The expected standard errors for models without MU-referencing, zero inter-subject variability for F SC, \( K_{\text{SS}}^{\text{M}} \), and K SSS parameters (for Model 2), and exponential error model were used for comparison with the Nonmem results. The results for the models with the residual error expressed in the original and log-transformed dependent variables were identical. The models with the MU-referencing provided nearly identical results (not shown). The Model 2 with 1% variance (ω2 = 0.0001) for the F SC, \( K_{\text{SS}}^{\text{M}} \), and \( K_{\text{SS}}^{\text{S}} \) parameters was also tested. It provided nearly identical results for all the parameters (not shown) except for variances of F SC, \( K_{\text{SS}}^{\text{S}} \) (with small standard errors of about 0.003), \( K_{\text{SS}}^{\text{M}} \) (with large standard error of 0.04), and V max that was estimated to have a slightly higher relative standard error (41 vs. 30%) compared to the model where variances of F SC, \( K_{\text{SS}}^{\text{M}} \), and \( K_{\text{SS}}^{\text{S}} \) were fixed to zero.

Discussion

Model 1

For the data and the model with well identifiable parameters (Model 1), all of the methods gave similar results. Therefore, the main purpose of the ‘expert’ options was to reduce the duration of the analysis.

The ‘naive’ options did not take advantage of the convergence test for the Monte Carlo and EM methods, and due to the large numbers of the requested iterations these methods took a long time to complete. For almost all methods, turning on the convergence tester considerably reduced the analysis time. Further reduction came from decreasing the precision requirements of intermediate evaluations.

For the ITS method, the run with the ‘expert’ options converged after 67 iterations reducing total run time 3.7-fold while reducing duration of each iteration from 45 to 37 s. Thus, the main reduction in time was due to running no more iterations than necessary, and there was a small additional reduction in time per iteration due to decreasing the SIGL parameter.

The importance sampling methods, IMP and IMPMAP with the ‘expert’ options converged in 70 and 48 iterations respectively, shortening the estimation time 2.8- and 5.4-fold, compared with the runs with the ‘naive’ options. In addition to the main estimation, the refining step with 10 iterations of 3,000 Monte Carlo samples per subject was performed following convergence to obtain more precise final estimates. This step took longer (43 and 50 min for IMP and IMPMAP, respectively) than the main estimation (31 and 25 min), and the parameter estimates with and without this step were nearly identical for both methods. Therefore, for the well-behaved Model 1 addition of this step was unnecessary.

The SAEM method with the ‘expert’ options completed the burn-in phase in 850 iterations reducing the estimation time 2.2-fold.

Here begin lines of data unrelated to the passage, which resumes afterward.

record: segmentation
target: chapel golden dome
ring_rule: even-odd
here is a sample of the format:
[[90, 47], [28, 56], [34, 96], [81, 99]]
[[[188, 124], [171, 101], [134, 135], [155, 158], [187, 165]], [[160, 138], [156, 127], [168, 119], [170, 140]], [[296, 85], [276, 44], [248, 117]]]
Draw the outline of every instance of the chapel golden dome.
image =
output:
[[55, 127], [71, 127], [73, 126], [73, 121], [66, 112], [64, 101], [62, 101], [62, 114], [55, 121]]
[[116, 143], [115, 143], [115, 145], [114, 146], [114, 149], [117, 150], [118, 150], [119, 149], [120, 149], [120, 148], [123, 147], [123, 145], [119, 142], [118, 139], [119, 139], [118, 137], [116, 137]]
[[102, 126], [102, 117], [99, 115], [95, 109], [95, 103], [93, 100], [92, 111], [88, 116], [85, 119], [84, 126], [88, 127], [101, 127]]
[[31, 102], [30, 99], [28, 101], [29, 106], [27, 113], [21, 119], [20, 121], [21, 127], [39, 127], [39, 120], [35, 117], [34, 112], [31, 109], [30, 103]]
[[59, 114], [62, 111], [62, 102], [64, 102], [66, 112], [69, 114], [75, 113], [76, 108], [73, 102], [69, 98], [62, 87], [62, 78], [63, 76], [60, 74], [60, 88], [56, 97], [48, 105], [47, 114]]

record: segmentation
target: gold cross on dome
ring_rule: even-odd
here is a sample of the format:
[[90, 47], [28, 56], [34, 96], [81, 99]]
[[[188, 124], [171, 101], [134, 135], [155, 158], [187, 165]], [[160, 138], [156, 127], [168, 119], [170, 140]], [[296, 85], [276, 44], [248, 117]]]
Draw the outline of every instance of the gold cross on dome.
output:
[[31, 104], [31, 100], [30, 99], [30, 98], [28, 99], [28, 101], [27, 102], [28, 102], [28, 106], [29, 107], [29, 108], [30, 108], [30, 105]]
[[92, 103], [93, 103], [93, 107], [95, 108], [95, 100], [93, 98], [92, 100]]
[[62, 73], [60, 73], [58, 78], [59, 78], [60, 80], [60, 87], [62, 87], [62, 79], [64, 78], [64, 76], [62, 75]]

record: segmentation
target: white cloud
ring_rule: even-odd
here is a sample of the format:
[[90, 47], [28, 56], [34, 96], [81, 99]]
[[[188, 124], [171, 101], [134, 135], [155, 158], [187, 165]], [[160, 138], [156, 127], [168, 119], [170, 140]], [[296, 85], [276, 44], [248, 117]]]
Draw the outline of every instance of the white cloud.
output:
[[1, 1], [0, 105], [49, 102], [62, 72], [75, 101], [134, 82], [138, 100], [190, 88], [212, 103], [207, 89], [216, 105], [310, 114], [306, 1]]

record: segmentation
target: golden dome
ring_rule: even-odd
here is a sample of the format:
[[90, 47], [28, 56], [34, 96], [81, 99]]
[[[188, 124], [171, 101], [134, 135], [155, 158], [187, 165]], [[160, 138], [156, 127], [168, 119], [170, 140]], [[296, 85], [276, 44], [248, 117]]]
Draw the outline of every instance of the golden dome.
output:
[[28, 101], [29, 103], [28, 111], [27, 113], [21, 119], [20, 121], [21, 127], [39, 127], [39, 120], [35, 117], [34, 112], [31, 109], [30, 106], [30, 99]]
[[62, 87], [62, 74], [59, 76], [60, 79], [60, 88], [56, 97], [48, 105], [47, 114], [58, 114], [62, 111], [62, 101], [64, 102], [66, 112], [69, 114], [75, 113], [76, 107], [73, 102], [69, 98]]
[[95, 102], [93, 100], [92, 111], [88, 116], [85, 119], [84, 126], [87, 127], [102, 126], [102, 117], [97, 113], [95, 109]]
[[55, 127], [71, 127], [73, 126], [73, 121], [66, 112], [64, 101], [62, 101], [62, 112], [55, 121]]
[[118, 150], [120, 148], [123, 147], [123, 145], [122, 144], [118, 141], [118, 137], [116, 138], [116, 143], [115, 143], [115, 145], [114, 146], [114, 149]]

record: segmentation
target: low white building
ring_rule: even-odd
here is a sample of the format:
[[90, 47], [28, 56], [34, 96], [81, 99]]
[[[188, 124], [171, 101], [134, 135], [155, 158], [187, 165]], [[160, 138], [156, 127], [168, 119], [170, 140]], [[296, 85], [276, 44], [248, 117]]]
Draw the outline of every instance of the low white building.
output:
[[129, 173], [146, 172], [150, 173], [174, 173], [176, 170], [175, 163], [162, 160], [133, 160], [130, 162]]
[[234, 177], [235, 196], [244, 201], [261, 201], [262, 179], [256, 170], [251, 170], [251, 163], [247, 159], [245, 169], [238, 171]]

The ‘naive’ options for the BAYES method specified 4,000 burn-in iterations and 10,000 stationary distribution iterations, which took 593 min. With the ‘expert’ options including convergence testing, burn-in completed in 500 iterations, and the total analysis time was reduced to 400 min. The comparison of convergence and time is not meaningful in this example as beside turning on the convergence tester and reducing precision of intermediate evaluations, the ‘expert’ run also used the final results from IMPMAP as the initial values and OMEGA-priors. Motivation for this was a notion that for more accurate assessments of the OMEGAS the BAYES method generally requires that the uninformative priors should be provided for OMEGAs, with the number of degrees of freedom equivalent to the dimension size of the OMEGA block. Thus, this method was thought to be used as an add-on following use of other methods rather than as a stand-alone analysis. However, in the Model 1 example, accurate OMEGA values were obtained with no prior settings, and all the other results were accurate for both the ‘naive’ and ‘expert’ options.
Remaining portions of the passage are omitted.